山の三角点ってそもそも何? 標高とは別物「明治から生き続けている」

京都新聞社 京都新聞社
地蔵山の山頂に埋設されている一等三角点の標石(手前)=京都市右京区
地蔵山の山頂に埋設されている一等三角点の標石(手前)=京都市右京区

 京都新聞の連載で「地蔵山」(京都市右京区)を「京都府内一高い一等三角点」と紹介したところ、「一番高い山ではないのでは」「一等と二等の違いは何か」といった質問が読者から寄せられた。三角点は標高ではなく、地図作成のために位置を示す基準で、明治時代に選定されたものが今も利用されている。

 地蔵山は、愛宕参りで有名な京都市右京区の愛宕山の北方にあり、標高は947メートル。宇治市の男性(80)は「地蔵山は府内で一番高い山ではないのか。一等三角点とは」と疑問を手紙で寄せた。

 府内で一番高い山は、京都市左京区北部にある標高971メートルの皆子山だ。地蔵山は「一等三角点がある山」としては府内で一番高い。つまり、標高と一等三角点は別だ。

 「三角点は高さではなく位置(経緯度)を示すもの。一等三角点は地図作成のために明治時代に設置されたものです」。三角点の研究をし、現地踏査を重ねている「一等三角点研究会」の大槻雅弘会長(78)=京都市西京区=が教えてくれた。

 三角点は国が地形図を作成する際に選び、経度や緯度の基準になる。現地には花こう岩でできた標石が埋められている。最初に設置されたのが一等三角点で、他の2点と結んで三角測量を行った。三角の一辺は約45キロ。なお、二等は8~10キロ、三等は3~4キロ、四等は1・5~2キロとなっている。

 三角点には「点名」がある。設置された年月日や所在地、経過をまとめた記録を「点の記」という。例えば、地蔵山の一等三角点は1886(明治19)年8月8日、陸軍六等技手によって埋標されたと書かれている。

 点名は山名と一致するとは限らない。大津市のびわ湖バレイに隣接した蓬莱(ほうらい)山(標高1173メートル)にある一等三角点は「比良ケ岳」となっている。

 三角点は見晴らしの良い場所に設置されるが、必ずしも山頂にある訳ではない。登山道のない場所や無人島に置かれたものもある。

 一等三角点研究会は7年前、「一等三角点全国ガイド」をまとめた。その時点では未踏で収録できなかった2点のうち一つが鹿児島県の無人島・臥蛇島(がじゃじま)。大槻さんは2年前、船をチャーターして上陸し、地形図を頼りに斜面のやぶをかき分け、標石を見つけた。
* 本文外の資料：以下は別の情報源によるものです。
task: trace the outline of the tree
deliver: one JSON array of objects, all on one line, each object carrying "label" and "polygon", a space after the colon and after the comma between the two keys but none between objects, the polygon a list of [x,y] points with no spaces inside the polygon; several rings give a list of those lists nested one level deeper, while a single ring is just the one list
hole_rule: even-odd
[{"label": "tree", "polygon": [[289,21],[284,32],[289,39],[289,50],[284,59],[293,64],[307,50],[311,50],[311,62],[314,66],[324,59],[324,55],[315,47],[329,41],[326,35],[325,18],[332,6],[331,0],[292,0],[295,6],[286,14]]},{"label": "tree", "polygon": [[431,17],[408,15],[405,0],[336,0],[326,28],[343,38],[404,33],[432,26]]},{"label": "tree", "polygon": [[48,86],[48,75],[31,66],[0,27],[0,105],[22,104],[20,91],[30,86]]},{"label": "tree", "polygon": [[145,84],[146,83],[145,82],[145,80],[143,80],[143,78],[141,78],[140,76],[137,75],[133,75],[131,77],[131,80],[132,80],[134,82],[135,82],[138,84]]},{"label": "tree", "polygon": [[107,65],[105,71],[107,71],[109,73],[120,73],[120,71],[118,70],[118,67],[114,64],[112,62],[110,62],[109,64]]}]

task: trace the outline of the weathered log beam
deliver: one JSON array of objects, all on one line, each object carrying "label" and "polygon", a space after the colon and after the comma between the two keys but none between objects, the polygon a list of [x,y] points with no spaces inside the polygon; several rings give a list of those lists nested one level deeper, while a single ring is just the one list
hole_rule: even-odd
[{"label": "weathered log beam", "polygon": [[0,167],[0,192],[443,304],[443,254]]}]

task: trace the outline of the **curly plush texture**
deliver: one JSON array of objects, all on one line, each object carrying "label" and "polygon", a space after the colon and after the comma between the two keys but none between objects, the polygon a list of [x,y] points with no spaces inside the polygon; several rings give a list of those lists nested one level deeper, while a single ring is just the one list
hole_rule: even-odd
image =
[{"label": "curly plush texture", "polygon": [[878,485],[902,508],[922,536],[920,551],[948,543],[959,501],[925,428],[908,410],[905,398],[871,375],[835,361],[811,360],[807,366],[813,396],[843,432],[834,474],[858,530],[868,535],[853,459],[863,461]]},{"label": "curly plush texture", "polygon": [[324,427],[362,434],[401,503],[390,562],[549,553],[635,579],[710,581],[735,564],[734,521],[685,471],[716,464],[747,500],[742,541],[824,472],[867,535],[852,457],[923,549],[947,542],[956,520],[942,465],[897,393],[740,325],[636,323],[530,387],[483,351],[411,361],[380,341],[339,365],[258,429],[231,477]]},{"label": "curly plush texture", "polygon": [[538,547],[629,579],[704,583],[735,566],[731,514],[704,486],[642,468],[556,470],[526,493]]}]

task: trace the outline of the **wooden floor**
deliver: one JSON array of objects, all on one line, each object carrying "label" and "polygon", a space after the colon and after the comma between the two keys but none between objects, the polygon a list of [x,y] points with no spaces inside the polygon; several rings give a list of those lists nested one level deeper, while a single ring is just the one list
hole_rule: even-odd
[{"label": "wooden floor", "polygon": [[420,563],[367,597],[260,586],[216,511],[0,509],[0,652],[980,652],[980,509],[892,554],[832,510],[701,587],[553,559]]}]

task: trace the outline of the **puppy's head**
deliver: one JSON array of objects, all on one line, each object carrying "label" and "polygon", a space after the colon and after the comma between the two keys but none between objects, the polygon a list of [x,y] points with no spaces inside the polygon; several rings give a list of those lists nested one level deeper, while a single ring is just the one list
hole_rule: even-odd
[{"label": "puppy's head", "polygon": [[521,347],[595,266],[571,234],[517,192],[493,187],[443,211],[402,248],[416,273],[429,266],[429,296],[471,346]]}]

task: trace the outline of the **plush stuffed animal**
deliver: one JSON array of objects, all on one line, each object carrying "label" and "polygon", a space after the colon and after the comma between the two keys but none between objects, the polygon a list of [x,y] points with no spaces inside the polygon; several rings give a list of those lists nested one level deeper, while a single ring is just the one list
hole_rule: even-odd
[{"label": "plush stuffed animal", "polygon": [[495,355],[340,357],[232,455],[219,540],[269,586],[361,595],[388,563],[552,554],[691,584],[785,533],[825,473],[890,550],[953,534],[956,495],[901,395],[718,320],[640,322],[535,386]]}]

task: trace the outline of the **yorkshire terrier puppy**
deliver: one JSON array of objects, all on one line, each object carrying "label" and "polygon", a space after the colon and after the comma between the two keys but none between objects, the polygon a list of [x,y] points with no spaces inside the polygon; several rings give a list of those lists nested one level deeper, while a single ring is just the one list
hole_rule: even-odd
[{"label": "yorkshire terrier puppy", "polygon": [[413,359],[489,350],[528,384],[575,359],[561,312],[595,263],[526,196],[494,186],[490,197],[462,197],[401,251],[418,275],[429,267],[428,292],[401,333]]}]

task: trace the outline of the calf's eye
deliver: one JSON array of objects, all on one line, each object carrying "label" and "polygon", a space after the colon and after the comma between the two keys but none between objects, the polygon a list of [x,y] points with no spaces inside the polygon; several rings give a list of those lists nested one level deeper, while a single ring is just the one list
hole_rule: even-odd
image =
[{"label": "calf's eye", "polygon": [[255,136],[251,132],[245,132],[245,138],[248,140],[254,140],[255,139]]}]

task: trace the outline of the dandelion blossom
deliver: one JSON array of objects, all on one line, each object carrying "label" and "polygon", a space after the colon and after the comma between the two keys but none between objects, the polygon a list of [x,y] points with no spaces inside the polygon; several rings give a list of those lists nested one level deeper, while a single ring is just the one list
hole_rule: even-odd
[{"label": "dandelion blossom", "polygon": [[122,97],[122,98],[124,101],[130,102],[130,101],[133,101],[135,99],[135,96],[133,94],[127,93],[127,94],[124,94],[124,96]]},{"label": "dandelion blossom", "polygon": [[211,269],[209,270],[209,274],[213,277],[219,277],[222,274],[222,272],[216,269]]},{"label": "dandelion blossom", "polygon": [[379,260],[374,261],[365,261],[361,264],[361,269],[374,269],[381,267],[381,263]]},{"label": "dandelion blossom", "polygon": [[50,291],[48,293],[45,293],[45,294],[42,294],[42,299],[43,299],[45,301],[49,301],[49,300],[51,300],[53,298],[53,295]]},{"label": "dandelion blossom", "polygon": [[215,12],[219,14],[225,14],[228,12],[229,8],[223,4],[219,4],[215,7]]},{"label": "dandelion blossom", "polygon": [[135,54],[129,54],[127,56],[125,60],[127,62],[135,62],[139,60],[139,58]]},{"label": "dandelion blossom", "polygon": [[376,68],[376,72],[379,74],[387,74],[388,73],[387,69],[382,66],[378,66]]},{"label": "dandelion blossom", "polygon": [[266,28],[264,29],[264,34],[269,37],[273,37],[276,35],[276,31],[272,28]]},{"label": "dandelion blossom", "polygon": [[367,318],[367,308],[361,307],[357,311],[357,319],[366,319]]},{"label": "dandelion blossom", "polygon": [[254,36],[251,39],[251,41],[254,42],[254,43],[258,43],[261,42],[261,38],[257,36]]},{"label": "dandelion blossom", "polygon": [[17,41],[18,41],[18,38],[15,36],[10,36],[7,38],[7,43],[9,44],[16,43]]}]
 「一等三角点がなければ地形図はできなかった。明治時代に選定された場所が今なお生き続けている。どんな所にあるのか訪ね歩くのも登山の魅力です」と話す。

<メモ>

 一等三角点は全国に974カ所ある。京都府内には七つで、標高が高い順に(1)地蔵山(947メートル)、(2)長老ケ岳(916メートル)、(3)太鼓山(683メートル)、(4)鷲峰山(681メートル)、(5)磯砂山(660メートル)、(6)多弥寺山(556メートル)、(7)烏ケ岳(536メートル)。日本で一番標高が高い一等三角点は、南アルプスの赤石岳(標高3120メートル)にある。